The rule, as revised in 2010, imposes a number of disclosure requirements. One of the conditions added requires disclosure of information as to the securitized financial assets that at a minimum comply with the U.S. Securities and Exchange Commission's (SEC's) Regulation AB, even if the obligations are not themselves covered by Regulation AB, such as obligations issued in private placements. The result of this requirement is that the FDIC is applying an SEC disclosure rule in situations in which the SEC itself determined, after long deliberation, including an extensive rulemaking process, not to apply the disclosure rule. Because the SEC is the federal agency responsible for investor protections, it is prudent to defer to the SEC's judgment in deciding when to apply their rules mandating disclosures to investors.

Moreover, there is no parallel requirement for securitizations by institutions that are not IDIs. Investors in such securitizations do not have the same concerns about whether a transaction would be subject to the reclamation of transferred assets in the event of a sponsor's insolvency and thus have been able to sponsor private placements of securitizations without concern as to whether the transactions comply with Regulation AB.

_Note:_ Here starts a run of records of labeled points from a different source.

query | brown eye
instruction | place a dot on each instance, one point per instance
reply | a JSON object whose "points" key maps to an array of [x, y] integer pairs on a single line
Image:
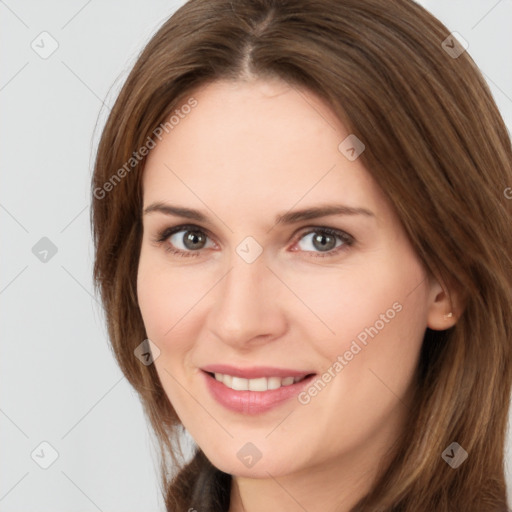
{"points": [[324, 240]]}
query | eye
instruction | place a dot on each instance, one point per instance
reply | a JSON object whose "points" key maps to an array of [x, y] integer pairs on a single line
{"points": [[183, 240], [325, 240], [189, 240]]}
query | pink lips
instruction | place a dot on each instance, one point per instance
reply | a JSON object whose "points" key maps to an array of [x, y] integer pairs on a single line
{"points": [[253, 402]]}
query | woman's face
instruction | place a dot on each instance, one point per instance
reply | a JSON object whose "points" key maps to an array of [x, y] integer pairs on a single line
{"points": [[339, 294]]}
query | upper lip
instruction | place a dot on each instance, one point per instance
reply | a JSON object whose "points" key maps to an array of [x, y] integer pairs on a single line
{"points": [[254, 372]]}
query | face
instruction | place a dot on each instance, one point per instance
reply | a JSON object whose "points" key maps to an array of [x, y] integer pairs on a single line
{"points": [[331, 297]]}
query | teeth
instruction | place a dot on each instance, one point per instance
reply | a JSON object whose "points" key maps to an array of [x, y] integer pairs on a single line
{"points": [[260, 384]]}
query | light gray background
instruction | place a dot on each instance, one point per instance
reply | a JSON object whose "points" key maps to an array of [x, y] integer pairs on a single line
{"points": [[59, 381]]}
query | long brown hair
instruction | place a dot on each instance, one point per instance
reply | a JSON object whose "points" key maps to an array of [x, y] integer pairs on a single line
{"points": [[439, 149]]}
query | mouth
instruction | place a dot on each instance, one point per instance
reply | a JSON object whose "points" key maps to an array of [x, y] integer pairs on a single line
{"points": [[260, 384], [256, 390]]}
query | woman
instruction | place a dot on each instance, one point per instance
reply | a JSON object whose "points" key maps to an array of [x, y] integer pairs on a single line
{"points": [[303, 246]]}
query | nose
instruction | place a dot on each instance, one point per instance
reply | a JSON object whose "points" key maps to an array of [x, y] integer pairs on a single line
{"points": [[247, 306]]}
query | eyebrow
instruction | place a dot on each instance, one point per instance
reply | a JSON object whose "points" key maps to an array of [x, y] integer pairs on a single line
{"points": [[284, 218]]}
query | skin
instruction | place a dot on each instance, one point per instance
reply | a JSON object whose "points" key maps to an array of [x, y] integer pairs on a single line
{"points": [[248, 151]]}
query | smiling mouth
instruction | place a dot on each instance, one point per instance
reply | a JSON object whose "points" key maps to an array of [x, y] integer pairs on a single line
{"points": [[259, 384]]}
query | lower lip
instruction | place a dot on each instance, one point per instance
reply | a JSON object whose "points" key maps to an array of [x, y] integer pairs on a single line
{"points": [[253, 402]]}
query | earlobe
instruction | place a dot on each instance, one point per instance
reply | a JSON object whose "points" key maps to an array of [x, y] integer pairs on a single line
{"points": [[441, 309]]}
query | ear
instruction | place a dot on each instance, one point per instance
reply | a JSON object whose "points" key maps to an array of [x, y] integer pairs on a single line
{"points": [[444, 306]]}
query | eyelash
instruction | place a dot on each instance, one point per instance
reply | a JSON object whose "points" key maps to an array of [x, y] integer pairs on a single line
{"points": [[163, 235]]}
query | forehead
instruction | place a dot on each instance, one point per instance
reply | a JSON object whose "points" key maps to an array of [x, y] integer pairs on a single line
{"points": [[257, 144]]}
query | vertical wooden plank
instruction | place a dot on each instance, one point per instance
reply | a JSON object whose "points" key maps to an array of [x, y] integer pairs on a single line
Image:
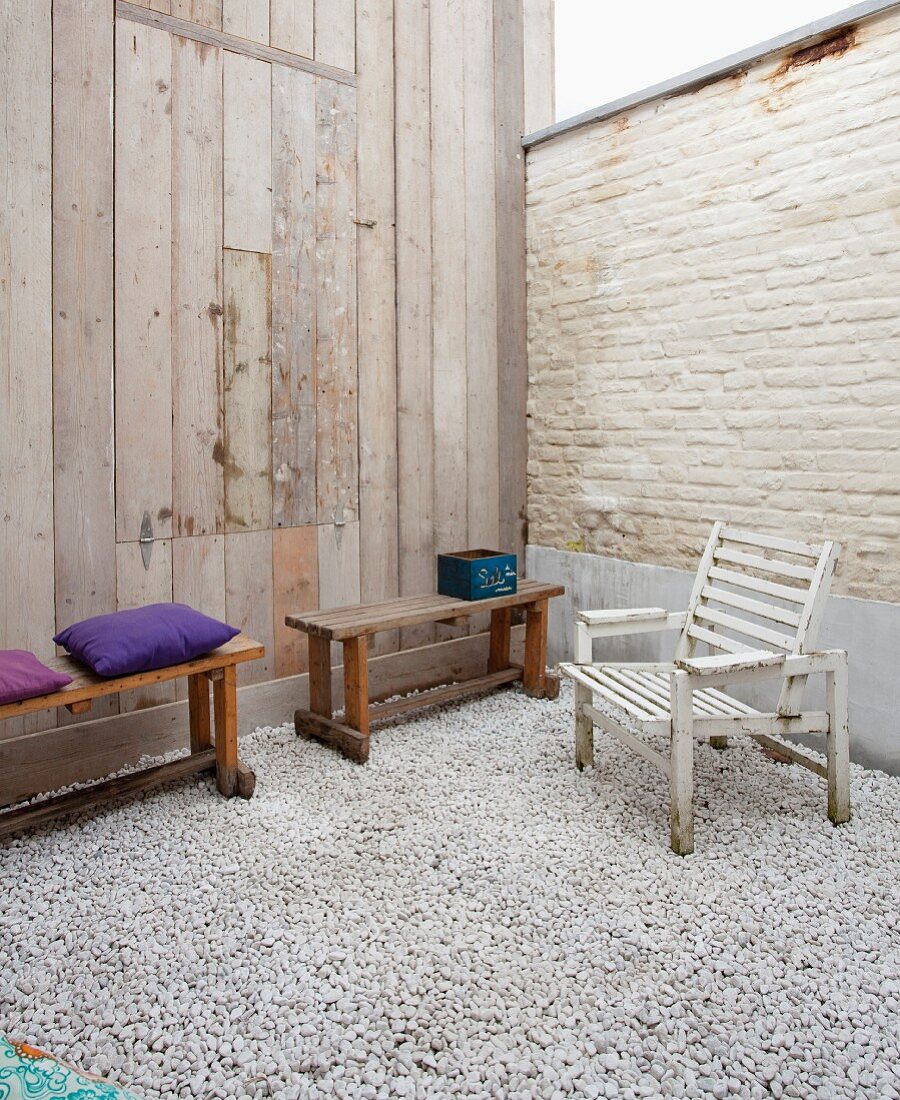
{"points": [[249, 597], [339, 570], [26, 602], [512, 350], [143, 279], [138, 586], [336, 33], [539, 65], [448, 282], [415, 400], [448, 237], [248, 153], [198, 579], [248, 19], [206, 12], [198, 573], [296, 585], [481, 279], [337, 462], [376, 319], [248, 391], [291, 25], [83, 408], [198, 486], [293, 297]]}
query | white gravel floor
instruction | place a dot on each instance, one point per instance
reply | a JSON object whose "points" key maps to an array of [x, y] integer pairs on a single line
{"points": [[467, 915]]}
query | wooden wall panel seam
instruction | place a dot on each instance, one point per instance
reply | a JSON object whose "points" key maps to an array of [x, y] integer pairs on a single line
{"points": [[83, 315], [376, 308]]}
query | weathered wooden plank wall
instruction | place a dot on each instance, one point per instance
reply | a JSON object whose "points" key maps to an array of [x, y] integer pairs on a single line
{"points": [[311, 319]]}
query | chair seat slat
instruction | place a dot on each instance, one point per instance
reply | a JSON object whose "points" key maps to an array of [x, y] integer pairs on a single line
{"points": [[744, 626], [639, 704], [704, 704]]}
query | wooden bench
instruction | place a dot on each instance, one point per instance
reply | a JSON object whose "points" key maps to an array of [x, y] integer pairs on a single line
{"points": [[351, 626], [232, 777]]}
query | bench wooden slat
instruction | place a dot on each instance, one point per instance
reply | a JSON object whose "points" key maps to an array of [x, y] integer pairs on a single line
{"points": [[371, 618], [87, 685]]}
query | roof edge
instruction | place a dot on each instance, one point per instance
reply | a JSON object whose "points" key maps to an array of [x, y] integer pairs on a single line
{"points": [[715, 70]]}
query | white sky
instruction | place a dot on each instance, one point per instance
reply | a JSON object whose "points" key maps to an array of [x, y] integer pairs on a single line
{"points": [[606, 48]]}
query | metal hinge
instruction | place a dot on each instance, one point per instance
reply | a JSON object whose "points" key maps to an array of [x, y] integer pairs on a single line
{"points": [[146, 539]]}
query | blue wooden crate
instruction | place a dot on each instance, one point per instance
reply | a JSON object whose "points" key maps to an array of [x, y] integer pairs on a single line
{"points": [[476, 574]]}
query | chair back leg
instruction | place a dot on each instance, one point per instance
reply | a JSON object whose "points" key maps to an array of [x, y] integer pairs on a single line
{"points": [[681, 763], [584, 729], [838, 744]]}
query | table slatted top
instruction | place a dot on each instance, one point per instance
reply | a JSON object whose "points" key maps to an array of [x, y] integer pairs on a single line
{"points": [[340, 623], [86, 684]]}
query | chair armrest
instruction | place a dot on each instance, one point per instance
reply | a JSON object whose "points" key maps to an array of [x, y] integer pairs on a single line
{"points": [[629, 620], [623, 615], [758, 664], [752, 661]]}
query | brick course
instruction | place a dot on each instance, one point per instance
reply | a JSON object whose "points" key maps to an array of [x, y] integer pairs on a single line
{"points": [[714, 318]]}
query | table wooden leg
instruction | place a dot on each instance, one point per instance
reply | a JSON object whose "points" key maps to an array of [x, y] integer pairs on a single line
{"points": [[501, 626], [231, 776], [535, 679], [198, 710], [355, 684], [320, 675]]}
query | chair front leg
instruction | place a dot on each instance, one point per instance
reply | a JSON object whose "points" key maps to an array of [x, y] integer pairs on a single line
{"points": [[584, 729], [838, 743], [681, 762]]}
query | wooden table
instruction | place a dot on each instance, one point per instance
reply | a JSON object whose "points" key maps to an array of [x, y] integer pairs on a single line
{"points": [[351, 626]]}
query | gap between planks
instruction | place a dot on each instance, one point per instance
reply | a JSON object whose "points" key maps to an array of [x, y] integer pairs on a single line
{"points": [[231, 42]]}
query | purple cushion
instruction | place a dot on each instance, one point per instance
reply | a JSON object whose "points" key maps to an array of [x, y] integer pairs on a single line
{"points": [[22, 675], [144, 638]]}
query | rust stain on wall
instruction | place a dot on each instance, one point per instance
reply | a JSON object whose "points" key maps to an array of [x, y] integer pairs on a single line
{"points": [[834, 46]]}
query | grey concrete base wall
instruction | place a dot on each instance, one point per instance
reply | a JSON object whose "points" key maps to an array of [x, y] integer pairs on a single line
{"points": [[868, 629]]}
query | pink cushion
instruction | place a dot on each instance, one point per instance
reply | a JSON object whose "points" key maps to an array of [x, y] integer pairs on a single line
{"points": [[22, 677]]}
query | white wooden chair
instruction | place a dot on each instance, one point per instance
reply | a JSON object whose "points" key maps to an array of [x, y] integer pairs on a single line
{"points": [[757, 605]]}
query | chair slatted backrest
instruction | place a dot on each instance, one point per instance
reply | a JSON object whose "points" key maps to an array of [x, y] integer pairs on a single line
{"points": [[758, 592]]}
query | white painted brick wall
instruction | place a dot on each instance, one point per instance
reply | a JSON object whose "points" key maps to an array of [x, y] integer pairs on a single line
{"points": [[714, 318]]}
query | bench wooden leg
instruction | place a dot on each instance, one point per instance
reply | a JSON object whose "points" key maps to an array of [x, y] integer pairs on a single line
{"points": [[198, 710], [584, 728], [535, 679], [355, 684], [681, 761], [350, 736], [320, 675], [837, 745], [231, 776], [501, 626]]}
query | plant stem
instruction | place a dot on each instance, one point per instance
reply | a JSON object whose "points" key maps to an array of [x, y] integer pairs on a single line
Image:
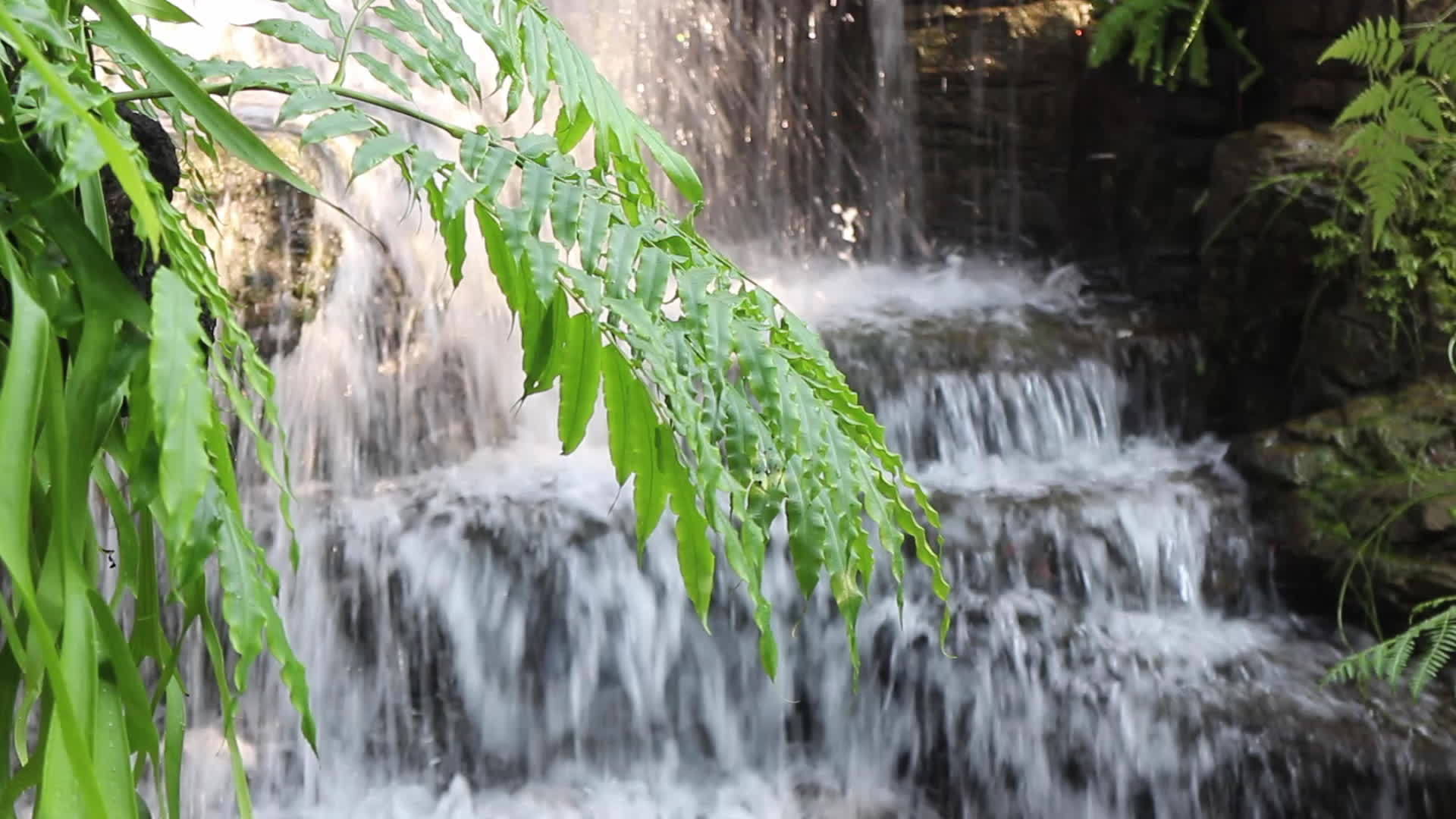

The proposal we are considering today would remove one potential obstacle that IDIs face in providing mortgage credit to homeowners. With respect to any concerns that this could lead to a repeat of practices that contributed to the financial crisis, regulatory requirements are dramatically different today than leading up to the crisis. Furthermore, as noted, concerns related to disclosures to investors are generally best addressed by the SEC, not the FDIC.

I support publication of the notice of proposed rulemaking with a 60-day comment period. I would like to thank the FDIC staff for their efforts on this important proposal and I look forward to reviewing the comments that we receive.